Description raw_data_accession
Multiple EGA File accessions (one for 'analyzed_sample_id', one for 'matched_sample_id') EGAF00000892107:EGAF00000892115
EGA File accession if 'matched_sample_id' field does not exist in metadata file EGAF00000892107
EGAD00001001116:EGAF00000892115
EGA Study, EGA Dataset, mutliple EGA File accessions EGAS00001000262:EGAD00001001116:EGAF00000892115
EGA Dataset, multiple EGA File accessions EGAD00001001116:EGAF00000892115:EGAF00000892107:EGAF00000892116:EGAF00000892109
EGA Dataset, Sample and multiple EGA File accessions EGAS00001000262:EGAD00001001116:EGAN00001250305:EGAF00000892107:EGAF00000892115
EGA Study, EGA Dataset, EGA Sample, multiple EGA Experiment, multiple EGA Run, multiple EGA File accessions EGAS00001000395:EGAD00001001956:EGAN00001223451:EGAX00001216629:EGAX00001213322:EGAX00001216631:EGAX00001216630:EGAX00001216695:EGAR00001229605:EGAR00001232235:EGAR00001229594:EGAR00001229593:EGAR00001229596:EGAF00000892107:EGAF00000892115

Error Message #1:

'At least one file accession is required for analysis_id: "some_analysis_id_1"'

Interpretation: An EGA File Accession ID is not submitted for sample IDs with analysis_id "some_analysis_id_1"

Solution: * An EGA File accession (EGAF*) is required in the "raw_data_accession" field for samples with analysis_id "some_analysis_id_1".

Error Message #2:

Could not match file to sample in: [{"submitterSampleId":"BCC001T","fileId":"EGAF00001673032"}]

Interpretation: The sample ID submitted to DCC does not match the sample submitted to EGA ("BCC001T") for the submitted EGA File ID accession EGAF00001673032.

Solution: Ensure the EGA-submitted sample ID ("sample_alias" field in EGA Sample XML file) matches the DCC-submitted sample ID for the given EGA File ID. If you are not able to edit/update the "sample_alias" field in EGA, please include the sample_attribute "submitter_sample_id" and set the value to match the DCC-submitted sample ID. This will ensure we are able to map the sample ID in EGA. For more information on EGA metadata requirements, please refer to the EGA Raw Data submission guide.

Error Message #3:

Missing EGA File ID for matched_sample_id: abc_n1

Interpretation: You are missing an EGA File ID for the 'matched_sample_id'.

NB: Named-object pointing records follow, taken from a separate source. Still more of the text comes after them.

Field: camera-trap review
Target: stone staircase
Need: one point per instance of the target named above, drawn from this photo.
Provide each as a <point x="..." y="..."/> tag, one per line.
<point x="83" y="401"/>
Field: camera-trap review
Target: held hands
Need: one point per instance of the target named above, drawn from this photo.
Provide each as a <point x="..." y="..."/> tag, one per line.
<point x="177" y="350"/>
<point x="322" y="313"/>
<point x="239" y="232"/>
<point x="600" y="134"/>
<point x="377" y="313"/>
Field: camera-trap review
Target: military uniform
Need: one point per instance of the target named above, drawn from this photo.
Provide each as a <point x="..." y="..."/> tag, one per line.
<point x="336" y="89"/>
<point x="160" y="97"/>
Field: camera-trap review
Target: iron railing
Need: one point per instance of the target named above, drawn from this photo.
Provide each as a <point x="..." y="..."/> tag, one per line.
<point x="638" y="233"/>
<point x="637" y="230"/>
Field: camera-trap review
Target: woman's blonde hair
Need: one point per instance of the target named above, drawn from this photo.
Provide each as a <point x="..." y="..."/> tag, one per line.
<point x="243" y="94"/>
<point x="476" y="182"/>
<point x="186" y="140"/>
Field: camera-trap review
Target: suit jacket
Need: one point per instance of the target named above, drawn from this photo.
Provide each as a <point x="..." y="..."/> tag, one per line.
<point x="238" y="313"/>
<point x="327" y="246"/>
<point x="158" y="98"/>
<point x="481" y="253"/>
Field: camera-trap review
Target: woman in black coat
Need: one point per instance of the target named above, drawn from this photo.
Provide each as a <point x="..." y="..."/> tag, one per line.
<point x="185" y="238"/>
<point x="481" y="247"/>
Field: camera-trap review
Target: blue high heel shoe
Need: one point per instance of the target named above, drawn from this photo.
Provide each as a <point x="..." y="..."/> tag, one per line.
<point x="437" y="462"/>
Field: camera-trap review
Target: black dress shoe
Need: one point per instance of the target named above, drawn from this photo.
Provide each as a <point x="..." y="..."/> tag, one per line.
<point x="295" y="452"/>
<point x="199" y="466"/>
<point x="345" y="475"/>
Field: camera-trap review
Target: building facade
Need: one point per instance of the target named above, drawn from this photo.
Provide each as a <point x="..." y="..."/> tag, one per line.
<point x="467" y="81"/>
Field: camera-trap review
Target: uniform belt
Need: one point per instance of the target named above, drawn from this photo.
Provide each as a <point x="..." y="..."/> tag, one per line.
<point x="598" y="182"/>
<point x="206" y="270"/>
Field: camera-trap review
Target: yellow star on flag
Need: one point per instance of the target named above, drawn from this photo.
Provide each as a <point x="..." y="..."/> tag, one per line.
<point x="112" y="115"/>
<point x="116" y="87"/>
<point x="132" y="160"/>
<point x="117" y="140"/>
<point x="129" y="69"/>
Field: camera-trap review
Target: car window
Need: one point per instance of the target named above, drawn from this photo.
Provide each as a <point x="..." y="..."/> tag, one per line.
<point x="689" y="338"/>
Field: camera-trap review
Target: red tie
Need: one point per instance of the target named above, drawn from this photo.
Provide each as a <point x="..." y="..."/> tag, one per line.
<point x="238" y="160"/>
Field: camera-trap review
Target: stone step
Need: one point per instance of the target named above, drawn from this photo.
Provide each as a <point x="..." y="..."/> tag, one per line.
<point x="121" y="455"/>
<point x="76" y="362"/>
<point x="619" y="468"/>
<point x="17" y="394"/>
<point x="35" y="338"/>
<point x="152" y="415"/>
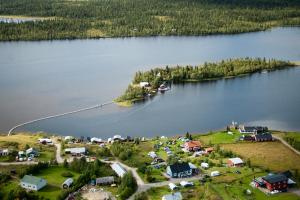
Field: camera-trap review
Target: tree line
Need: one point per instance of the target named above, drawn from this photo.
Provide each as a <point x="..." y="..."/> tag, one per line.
<point x="115" y="18"/>
<point x="207" y="71"/>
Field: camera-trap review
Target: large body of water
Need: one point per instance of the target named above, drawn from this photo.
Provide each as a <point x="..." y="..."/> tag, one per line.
<point x="50" y="77"/>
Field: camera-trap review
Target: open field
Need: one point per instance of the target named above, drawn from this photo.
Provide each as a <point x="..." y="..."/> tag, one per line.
<point x="272" y="155"/>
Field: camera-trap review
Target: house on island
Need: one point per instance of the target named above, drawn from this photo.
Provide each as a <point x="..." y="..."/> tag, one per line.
<point x="68" y="182"/>
<point x="276" y="182"/>
<point x="76" y="151"/>
<point x="173" y="196"/>
<point x="120" y="171"/>
<point x="179" y="170"/>
<point x="192" y="145"/>
<point x="32" y="183"/>
<point x="235" y="162"/>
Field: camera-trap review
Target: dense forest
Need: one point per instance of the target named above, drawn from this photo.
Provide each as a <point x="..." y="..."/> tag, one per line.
<point x="70" y="19"/>
<point x="207" y="71"/>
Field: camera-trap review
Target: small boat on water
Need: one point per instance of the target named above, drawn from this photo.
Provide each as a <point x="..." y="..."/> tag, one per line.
<point x="163" y="88"/>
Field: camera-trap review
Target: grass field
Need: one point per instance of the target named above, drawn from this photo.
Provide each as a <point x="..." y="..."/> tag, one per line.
<point x="272" y="155"/>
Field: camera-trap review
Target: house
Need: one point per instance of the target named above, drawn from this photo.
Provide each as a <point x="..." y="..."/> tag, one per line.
<point x="96" y="140"/>
<point x="253" y="129"/>
<point x="192" y="145"/>
<point x="215" y="173"/>
<point x="4" y="152"/>
<point x="263" y="137"/>
<point x="76" y="151"/>
<point x="31" y="152"/>
<point x="172" y="186"/>
<point x="173" y="196"/>
<point x="32" y="183"/>
<point x="204" y="165"/>
<point x="68" y="182"/>
<point x="120" y="171"/>
<point x="276" y="182"/>
<point x="179" y="170"/>
<point x="235" y="162"/>
<point x="105" y="180"/>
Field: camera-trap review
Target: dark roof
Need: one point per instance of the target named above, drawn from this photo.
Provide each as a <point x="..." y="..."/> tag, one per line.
<point x="274" y="178"/>
<point x="263" y="136"/>
<point x="180" y="167"/>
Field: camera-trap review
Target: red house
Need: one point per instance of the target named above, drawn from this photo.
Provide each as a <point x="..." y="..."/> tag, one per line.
<point x="276" y="182"/>
<point x="192" y="145"/>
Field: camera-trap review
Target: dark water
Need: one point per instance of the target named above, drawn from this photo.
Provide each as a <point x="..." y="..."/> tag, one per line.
<point x="43" y="78"/>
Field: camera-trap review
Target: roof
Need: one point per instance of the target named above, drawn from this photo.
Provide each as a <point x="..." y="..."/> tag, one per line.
<point x="118" y="169"/>
<point x="173" y="196"/>
<point x="107" y="179"/>
<point x="236" y="161"/>
<point x="179" y="167"/>
<point x="274" y="178"/>
<point x="33" y="180"/>
<point x="193" y="144"/>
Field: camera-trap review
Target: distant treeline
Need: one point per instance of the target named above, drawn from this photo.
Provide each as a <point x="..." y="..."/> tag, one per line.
<point x="114" y="18"/>
<point x="207" y="71"/>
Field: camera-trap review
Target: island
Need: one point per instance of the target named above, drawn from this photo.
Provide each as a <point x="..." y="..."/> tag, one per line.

Solution: An EGA File ID is required for both the 'analyzed_sample_id' and 'matched_sample_id'. Ensure your data submission includes the EGA File ID(s) for the 'matched_sample_id' as well.

Error Message #4:

No files found with id EGAF00001563762

Interpretation: The submitted EGA File ID does not exist in the EGA repository This error message can appear for the following reasons: - The submitted EGA File ID is incorrect - The EGA dataset to which this EGA File ID belongs to has not been released at EGA. - The EGA dataset associated with this EGA File ID does not belong to ICGC DAC.

Solution: Ensure the EGA dataset has been released and is under ICGC DAC at EGA, and the submitted EGA File ID is correctly formatted.